5. Le préfet de la Seine-Saint-Denis est par conséquent fondé à soutenir que c'est à tort que les premiers juges ont annulé son arrêté du 26 avril 2021 pour ce motif.
6. Il appartient, toutefois, à la Cour, saisie de l'ensemble du litige par l'effet dévolutif de l'appel, d'examiner les autres moyens soulevés par M. A... devant le tribunal administratif de Montreuil et devant elle.
Sur les autres moyens invoqués à l'encontre de l'arrêté attaqué :
En ce qui concerne le refus de renouvellement du titre de séjour :
S'agissant de la motivation de la décision attaquée et de l'examen particulier de la situation de l'intéressé :
7. D'une part, il ressort de l'arrêté attaqué que le préfet de la Seine-Saint-Denis, a pris en compte les précédents titres de séjour qui avaient été octroyés à l'intéressé et sa demande de renouvellement et qu'après avoir indiqué que la présence de M. A... en France représentait une menace pour l'ordre public eu égard aux faits commis en décembre 2009, il s'est approprié l'avis des médecins de l'OFII émis le 24 juin 2019 en en reproduisant la teneur et a indiqué que le maintien au séjour de M. A... au titre des soins ne se justifiait plus. Il s'en déduit que le préfet a examiné la situation personnelle de M. A... au regard des soins nécessaires à son état de santé et que sa décision est ainsi suffisamment motivée sur ce point. D'autre part, l'arrêté attaqué vise notamment l'article 8 de la convention européenne de sauvegarde des droits de l'homme et l'article L. 313-11 7° du code de l'entrée et du séjour des étrangers et du droit d'asile.
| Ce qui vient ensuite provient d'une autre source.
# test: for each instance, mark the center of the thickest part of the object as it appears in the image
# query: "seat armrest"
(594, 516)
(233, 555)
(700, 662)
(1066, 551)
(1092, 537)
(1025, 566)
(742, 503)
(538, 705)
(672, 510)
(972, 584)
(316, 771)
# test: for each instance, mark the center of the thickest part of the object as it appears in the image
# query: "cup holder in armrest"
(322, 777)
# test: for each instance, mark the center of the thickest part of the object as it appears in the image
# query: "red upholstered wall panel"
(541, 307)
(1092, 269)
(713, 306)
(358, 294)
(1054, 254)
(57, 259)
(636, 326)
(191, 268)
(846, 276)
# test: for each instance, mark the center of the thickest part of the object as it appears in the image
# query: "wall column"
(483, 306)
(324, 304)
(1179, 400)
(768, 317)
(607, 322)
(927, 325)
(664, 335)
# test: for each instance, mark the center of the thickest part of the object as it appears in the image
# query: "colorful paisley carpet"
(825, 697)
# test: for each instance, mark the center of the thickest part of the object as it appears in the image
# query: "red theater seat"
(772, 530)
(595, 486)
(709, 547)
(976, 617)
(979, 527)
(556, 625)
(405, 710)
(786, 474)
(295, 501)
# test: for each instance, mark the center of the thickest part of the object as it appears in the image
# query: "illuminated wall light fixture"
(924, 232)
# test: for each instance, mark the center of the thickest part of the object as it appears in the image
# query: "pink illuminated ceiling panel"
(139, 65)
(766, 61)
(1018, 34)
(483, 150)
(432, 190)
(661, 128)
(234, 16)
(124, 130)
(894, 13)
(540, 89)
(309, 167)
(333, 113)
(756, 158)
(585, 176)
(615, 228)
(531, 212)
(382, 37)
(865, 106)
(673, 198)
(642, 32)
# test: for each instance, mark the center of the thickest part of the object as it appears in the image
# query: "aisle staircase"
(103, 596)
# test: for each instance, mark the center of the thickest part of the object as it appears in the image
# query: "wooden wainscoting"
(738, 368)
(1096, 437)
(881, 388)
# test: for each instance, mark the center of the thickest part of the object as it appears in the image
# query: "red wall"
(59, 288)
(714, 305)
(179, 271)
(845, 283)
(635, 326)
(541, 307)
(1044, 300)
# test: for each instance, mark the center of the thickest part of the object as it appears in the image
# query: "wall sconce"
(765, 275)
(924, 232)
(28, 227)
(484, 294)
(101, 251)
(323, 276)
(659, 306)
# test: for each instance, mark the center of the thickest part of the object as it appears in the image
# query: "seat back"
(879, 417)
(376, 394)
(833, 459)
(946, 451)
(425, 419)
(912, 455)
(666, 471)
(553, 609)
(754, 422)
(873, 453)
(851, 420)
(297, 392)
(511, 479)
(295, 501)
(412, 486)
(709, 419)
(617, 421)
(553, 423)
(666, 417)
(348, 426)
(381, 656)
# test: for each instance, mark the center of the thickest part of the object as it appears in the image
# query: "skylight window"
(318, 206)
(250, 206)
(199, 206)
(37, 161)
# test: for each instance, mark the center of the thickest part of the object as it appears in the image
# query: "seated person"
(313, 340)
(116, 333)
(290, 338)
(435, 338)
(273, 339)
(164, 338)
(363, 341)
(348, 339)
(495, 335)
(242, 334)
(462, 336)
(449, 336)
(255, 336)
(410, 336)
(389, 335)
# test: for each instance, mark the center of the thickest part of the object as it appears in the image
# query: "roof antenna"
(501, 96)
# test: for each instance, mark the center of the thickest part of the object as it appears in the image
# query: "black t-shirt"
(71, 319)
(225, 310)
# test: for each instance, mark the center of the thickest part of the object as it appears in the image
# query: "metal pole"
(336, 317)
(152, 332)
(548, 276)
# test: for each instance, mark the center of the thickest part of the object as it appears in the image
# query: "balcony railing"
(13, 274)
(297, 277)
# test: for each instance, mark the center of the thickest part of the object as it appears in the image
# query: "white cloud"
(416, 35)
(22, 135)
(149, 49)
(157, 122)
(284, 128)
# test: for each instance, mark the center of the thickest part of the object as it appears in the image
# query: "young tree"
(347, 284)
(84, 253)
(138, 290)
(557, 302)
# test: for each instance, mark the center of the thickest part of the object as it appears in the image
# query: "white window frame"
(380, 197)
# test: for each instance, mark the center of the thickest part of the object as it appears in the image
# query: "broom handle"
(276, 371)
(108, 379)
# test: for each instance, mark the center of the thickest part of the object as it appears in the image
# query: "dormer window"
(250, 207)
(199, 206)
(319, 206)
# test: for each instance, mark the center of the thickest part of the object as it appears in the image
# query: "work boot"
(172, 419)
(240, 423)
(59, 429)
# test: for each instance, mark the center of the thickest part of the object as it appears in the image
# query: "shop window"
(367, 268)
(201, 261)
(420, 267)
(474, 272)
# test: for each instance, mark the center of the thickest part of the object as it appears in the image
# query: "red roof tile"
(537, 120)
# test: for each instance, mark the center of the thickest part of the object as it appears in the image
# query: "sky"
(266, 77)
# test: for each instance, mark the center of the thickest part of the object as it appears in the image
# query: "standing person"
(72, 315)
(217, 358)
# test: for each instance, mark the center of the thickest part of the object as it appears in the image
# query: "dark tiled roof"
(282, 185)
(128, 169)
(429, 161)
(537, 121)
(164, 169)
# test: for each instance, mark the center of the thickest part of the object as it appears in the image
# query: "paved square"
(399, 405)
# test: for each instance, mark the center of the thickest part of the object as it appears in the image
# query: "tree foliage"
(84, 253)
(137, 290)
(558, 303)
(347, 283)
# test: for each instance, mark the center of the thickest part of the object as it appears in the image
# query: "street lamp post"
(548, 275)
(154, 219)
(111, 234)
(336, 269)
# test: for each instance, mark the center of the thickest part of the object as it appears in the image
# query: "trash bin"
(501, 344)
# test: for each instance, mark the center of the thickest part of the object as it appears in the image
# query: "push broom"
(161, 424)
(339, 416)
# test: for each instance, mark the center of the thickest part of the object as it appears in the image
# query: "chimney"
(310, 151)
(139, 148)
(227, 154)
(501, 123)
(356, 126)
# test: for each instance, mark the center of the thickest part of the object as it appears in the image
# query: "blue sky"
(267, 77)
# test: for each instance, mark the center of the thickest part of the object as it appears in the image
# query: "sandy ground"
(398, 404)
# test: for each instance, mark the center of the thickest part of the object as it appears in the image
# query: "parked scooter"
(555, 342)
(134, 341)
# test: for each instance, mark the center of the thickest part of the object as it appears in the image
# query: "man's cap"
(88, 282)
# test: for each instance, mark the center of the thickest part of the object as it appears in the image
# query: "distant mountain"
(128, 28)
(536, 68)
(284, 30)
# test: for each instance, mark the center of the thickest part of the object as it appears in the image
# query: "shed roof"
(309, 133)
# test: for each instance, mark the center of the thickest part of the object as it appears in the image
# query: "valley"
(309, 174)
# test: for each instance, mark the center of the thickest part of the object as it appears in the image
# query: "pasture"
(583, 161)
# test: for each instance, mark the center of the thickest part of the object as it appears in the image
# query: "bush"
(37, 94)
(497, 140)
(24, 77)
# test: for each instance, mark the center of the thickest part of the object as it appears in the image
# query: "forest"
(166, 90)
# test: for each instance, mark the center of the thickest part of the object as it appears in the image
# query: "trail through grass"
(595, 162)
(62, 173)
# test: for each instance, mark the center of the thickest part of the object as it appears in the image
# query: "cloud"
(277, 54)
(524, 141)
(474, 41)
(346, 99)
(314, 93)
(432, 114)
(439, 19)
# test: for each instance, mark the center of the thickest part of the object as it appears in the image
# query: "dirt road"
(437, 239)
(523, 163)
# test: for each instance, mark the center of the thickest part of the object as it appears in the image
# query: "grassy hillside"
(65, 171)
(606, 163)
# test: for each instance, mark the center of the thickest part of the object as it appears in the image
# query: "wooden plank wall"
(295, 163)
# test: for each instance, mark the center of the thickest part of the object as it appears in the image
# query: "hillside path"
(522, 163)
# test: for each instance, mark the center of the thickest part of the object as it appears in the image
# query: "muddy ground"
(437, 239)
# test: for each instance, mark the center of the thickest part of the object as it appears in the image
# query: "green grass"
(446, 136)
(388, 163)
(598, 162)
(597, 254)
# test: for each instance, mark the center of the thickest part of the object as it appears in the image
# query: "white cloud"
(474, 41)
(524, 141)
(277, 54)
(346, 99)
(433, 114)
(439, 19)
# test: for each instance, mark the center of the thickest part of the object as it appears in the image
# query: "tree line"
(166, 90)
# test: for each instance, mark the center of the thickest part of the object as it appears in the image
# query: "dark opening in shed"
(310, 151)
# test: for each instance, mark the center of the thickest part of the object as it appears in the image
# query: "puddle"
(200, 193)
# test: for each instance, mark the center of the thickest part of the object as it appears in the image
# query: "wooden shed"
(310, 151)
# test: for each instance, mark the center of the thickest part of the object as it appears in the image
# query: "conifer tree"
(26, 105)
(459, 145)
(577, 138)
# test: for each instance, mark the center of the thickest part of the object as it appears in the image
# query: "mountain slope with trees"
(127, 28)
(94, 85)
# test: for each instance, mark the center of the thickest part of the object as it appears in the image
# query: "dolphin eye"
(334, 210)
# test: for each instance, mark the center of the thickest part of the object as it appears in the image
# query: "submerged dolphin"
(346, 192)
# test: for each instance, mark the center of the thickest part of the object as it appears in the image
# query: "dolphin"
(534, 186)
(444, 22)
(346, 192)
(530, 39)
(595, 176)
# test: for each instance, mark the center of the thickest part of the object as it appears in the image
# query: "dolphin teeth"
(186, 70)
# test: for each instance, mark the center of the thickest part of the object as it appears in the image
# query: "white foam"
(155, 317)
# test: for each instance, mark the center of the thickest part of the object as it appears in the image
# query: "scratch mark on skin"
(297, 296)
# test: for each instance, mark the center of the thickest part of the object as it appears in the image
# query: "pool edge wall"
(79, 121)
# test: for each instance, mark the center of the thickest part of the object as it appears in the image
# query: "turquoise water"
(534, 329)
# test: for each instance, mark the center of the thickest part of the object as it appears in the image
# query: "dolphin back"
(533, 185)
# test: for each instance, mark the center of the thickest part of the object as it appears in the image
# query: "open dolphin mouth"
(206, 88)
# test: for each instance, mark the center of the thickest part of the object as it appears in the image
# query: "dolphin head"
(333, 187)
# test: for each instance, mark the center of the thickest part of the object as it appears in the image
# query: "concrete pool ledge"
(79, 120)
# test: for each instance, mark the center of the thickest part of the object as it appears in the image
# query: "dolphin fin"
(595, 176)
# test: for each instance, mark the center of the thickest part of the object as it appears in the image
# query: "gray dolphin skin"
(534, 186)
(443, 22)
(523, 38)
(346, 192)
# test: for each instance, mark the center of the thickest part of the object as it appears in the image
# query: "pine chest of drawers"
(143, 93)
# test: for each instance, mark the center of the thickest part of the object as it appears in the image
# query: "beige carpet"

Il expose les éléments de la situation personnelle et familiale de l'intéressé en relevant notamment que son épouse est en situation régulière, disposant d'un titre de séjour pluriannuel expirant en 2023, et qu'un enfant est né en France en 2018 de leur union. Il précise enfin que l'intéressé peut, sans obstacle majeur, reconstituer sa cellule familiale au Maroc pour y mener une vie privée familiale normale. Il s'ensuit que le préfet a examiné la demande complémentaire présentée par M. A... sur le fondement des dispositions de l'article L. 313-11 7° du code de l'entrée et du séjour des étrangers et du droit d'asile, et qu'il a pris en compte son droit au respect de sa vie privée et familiale et l'intérêt supérieur de son enfant. Par suite, les moyens tirés de l'insuffisante motivation du refus de renouvellement du titre de séjour et du défaut d'examen personnel doivent être écartés.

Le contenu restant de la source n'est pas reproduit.